L'Editorial de Murielle MENSAH 

Le premier gouvernement de Romuald Wadagni marque un tournant historique pour le Bénin.

Si on doit saluer la renaissance ou le retour du ministère de la Communication et des Médias, ne faut-il pas souligner de manière subtile et profonde les inquiétudes liées à la disparition du ministère du Plan et à la mise sous tutelle du ministère du Travail? 

Le tout premier exécutif de Romuald Wadagni dessine une architecture politique audacieuse. Ce gouvernement met en exergue à la fois l'admiration pour ses ambitions de modernité et une vigilance républicaine face à ses arbitrages structurels.

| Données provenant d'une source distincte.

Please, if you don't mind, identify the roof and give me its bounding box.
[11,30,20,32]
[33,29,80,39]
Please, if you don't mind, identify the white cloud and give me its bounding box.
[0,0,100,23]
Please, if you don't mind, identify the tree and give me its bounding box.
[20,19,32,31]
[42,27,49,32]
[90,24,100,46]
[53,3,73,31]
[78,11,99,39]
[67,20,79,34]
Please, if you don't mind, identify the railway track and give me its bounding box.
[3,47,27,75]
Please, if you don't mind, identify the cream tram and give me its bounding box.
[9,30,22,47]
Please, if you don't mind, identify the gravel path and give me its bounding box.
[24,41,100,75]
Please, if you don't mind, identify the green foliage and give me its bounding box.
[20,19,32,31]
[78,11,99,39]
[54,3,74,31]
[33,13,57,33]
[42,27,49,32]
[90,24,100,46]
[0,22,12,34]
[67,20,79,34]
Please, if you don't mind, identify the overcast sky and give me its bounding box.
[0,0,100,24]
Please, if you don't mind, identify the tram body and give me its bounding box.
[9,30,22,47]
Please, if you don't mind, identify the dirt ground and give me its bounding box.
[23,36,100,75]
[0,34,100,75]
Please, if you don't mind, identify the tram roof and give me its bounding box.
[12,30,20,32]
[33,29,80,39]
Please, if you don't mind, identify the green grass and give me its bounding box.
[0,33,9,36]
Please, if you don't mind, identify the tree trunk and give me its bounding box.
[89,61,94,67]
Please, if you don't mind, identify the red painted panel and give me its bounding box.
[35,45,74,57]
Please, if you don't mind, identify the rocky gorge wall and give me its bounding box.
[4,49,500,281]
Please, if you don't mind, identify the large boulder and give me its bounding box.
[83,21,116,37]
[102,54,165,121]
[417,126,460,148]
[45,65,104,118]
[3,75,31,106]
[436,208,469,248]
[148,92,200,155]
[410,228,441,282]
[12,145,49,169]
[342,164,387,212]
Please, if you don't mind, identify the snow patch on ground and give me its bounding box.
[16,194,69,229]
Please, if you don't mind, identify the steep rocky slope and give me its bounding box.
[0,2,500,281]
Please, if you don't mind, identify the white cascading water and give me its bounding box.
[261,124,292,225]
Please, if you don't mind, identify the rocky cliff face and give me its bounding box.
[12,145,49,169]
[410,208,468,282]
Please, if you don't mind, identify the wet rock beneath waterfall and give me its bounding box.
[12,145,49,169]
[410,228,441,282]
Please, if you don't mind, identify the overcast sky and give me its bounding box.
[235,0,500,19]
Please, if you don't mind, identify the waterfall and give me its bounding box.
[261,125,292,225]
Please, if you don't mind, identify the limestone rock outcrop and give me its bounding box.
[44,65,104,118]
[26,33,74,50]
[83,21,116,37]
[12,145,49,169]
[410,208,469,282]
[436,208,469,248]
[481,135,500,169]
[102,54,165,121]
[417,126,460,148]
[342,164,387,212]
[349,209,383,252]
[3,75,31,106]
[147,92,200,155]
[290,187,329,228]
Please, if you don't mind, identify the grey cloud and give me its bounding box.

En effet, le Bénin vient de dessiner la nouvelle grammaire de son avenir et ce dans le grand livre de la République. Avec le premier gouvernement,  s’écrit comme une promesse de métamorphose, une œuvre de rupture où l'audace architecturale le dispute à la rigueur des équilibres.

DÉPARTEMENT DES MÉDIAS...

S'il faut saluer cette équipe, il faut d’abord célébrer un retour de la lumière, celui de la renaissance du ministère de la Communication et des médias. 

C’est le réveil d’une voix nationale, celui de la reconnaissance institutionnelle relative à la liberté du récit par les médias pour le rôle indéniable au profit de notre démocratie depuis la Conférence nationale de1990.

Redonner ses lettres de noblesse à la régulation et à la valorisation du paysage médiatique, c’est réinvestir l’esprit public, offrir un miroir à notre culture et armer le Bénin pour la modernité de l'image et de l'influence. 

Il y a quelques années, le régime de Patrice Talon, a cru devoir mettre un terme à ce département ministériel. Et revoici le retour de ce ministère avec Romuald Wadagni.

Cette résurrection est un acte de foi envers l'intelligence collective démocratique du Bénin avec le rôle joué par la presse nationale. 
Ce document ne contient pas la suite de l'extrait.